I also think so much of the surveillance state actually comes through private companies and so much of our media that predicted these things predicted them to come through the government which is why it has been easier to enact that expected. Most people understandably have scepticism towards too much government power, but not enough people have had enough scepticism towards mega-corporate power as well, which has meant it was easier for this to all come through fighting for deregulation and corporations be able to create these massive data sharing and mining schemes like Palantir. 
 

This is probably just rambling nonsense in 2026 though. Dunno how much of this will still look the same in 5 or 10 years

Edited by Sampson
Posted
18 hours ago, bovril said:

Obviously 30 something's not being able to afford to buy a house in Britain is not Osama bin Laden's fault but 9/11 feels more and more like the inflection point, the moment when living standards for your average working person in the west started to slowly decay. I regularly think about this in my more existential moments such as on wistful spring evenings as this one.  

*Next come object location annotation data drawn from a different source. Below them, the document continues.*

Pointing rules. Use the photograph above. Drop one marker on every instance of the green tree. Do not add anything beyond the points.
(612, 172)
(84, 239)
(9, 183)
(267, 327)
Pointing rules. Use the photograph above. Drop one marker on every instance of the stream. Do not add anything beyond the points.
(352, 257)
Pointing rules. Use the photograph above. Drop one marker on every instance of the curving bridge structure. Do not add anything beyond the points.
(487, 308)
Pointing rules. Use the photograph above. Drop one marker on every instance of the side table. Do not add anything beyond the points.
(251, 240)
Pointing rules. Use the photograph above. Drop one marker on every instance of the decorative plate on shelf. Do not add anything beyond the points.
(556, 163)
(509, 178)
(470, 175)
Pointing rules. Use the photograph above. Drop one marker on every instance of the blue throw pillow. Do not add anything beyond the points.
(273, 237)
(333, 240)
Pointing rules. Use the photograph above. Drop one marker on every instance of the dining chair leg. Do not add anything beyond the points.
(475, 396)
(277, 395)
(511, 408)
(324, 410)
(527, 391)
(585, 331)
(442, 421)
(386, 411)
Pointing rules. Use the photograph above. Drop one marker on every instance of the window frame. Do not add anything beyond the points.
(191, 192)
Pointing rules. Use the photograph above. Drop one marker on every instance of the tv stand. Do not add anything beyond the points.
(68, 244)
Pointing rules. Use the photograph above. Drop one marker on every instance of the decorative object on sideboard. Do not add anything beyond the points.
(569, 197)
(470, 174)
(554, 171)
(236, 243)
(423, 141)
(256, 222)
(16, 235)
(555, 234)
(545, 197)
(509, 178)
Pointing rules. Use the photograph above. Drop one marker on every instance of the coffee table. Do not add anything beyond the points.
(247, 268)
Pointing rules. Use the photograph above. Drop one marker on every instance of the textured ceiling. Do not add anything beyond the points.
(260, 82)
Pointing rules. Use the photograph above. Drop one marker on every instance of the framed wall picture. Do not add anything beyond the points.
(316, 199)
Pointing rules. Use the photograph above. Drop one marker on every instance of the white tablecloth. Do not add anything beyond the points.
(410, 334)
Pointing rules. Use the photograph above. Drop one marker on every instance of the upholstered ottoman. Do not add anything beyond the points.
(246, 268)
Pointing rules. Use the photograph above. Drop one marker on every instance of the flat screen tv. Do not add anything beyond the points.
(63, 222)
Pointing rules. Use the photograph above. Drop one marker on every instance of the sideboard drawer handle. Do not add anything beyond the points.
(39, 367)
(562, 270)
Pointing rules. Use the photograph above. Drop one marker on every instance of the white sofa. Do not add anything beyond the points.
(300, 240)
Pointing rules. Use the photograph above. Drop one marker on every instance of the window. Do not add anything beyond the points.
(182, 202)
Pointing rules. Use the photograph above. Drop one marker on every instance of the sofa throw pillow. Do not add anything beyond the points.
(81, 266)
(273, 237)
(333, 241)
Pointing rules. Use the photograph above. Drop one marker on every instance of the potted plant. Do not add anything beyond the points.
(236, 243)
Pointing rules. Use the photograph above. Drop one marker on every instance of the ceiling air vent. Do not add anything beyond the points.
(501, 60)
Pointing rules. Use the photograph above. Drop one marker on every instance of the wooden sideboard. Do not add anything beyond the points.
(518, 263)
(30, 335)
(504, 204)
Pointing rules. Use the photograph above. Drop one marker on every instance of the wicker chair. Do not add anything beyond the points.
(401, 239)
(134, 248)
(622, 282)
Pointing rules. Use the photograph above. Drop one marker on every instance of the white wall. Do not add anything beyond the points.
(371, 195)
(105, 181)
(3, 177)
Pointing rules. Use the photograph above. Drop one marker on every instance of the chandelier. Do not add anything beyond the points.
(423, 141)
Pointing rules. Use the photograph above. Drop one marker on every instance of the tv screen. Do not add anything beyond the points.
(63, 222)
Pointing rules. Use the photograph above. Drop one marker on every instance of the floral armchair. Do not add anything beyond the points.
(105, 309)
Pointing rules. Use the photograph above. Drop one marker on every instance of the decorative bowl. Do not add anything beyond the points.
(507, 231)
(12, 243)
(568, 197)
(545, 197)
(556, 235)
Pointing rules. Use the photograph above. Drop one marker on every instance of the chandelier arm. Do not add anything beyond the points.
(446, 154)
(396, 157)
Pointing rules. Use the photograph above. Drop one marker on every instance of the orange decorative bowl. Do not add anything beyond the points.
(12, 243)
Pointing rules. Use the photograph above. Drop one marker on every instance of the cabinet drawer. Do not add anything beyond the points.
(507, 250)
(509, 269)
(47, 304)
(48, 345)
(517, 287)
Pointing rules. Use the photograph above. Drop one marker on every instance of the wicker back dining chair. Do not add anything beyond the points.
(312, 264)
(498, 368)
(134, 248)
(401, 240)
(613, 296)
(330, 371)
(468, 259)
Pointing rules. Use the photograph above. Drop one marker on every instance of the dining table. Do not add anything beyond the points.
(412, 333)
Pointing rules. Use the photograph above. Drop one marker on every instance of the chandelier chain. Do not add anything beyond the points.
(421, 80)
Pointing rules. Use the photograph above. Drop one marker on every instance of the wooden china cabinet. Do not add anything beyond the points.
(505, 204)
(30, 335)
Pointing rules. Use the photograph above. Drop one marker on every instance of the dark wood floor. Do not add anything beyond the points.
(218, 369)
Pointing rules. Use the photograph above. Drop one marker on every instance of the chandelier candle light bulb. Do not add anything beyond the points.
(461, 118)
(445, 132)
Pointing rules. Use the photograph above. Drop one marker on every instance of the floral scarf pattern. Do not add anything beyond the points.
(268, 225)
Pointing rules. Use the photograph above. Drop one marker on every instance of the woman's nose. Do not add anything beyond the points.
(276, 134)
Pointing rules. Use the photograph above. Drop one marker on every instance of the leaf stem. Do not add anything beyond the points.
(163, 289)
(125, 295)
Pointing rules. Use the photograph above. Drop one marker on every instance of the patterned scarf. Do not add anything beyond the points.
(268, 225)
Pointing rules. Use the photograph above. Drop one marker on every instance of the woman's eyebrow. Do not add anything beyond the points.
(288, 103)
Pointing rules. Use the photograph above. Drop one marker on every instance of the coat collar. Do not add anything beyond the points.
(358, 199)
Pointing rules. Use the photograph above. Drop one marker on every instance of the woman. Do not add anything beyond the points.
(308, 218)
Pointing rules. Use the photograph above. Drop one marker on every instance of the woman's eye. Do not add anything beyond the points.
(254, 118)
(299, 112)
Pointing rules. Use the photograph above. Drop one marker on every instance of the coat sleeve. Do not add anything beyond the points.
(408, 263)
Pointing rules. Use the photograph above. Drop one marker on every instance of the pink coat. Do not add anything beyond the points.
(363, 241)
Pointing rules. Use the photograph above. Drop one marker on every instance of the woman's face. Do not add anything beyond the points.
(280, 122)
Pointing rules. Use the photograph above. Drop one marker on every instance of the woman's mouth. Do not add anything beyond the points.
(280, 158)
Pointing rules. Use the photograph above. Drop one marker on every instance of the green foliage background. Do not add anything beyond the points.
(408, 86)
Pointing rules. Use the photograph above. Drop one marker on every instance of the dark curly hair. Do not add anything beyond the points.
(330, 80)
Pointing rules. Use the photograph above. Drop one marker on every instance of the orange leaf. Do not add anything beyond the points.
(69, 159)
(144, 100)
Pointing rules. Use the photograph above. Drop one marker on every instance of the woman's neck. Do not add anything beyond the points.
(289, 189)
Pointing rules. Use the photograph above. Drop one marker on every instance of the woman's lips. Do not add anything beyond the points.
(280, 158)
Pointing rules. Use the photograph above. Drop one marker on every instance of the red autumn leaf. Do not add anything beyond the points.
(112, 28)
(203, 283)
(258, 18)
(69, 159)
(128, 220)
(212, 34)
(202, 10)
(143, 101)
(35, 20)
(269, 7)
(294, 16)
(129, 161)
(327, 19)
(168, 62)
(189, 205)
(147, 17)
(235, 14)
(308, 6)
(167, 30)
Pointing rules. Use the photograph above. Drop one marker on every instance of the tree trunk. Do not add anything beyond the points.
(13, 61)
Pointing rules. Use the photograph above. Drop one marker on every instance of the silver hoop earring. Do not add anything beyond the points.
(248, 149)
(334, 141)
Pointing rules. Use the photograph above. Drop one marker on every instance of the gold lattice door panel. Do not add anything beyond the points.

What's Bin Laden got to do with 911?

Posted
28 minutes ago, Grebfromgrebland said:

What's Bin Laden got to do with 911?

Gave Mossad the explosives that they planted in the towers

  • Haha 1
Posted

My dad's neighbours all won big on the postcode lottery in Mablethorpe today, from £15000 up to £380,000

 

May dad is a twat...........

 

Don't be like my dad.........who doesn't play it......😝

  • Haha 2
Posted (edited)

That ' for league one use J21' banner is doing my head in. Does anyone have a photo of the one we did years ago?. 

Edited by jonthefox
Posted
4 hours ago, splinterdream said:

Enjoyable The Kinks musical Sunny Afternoon at the Curve, worth a watch if you like the kinks, one of the most underrated English bands ever imo

 

I too enjoyed it.

 

On the contrary, we went to see Bat Out Of Hell last year. It was dreadful.

 

I don't know if was the same production team.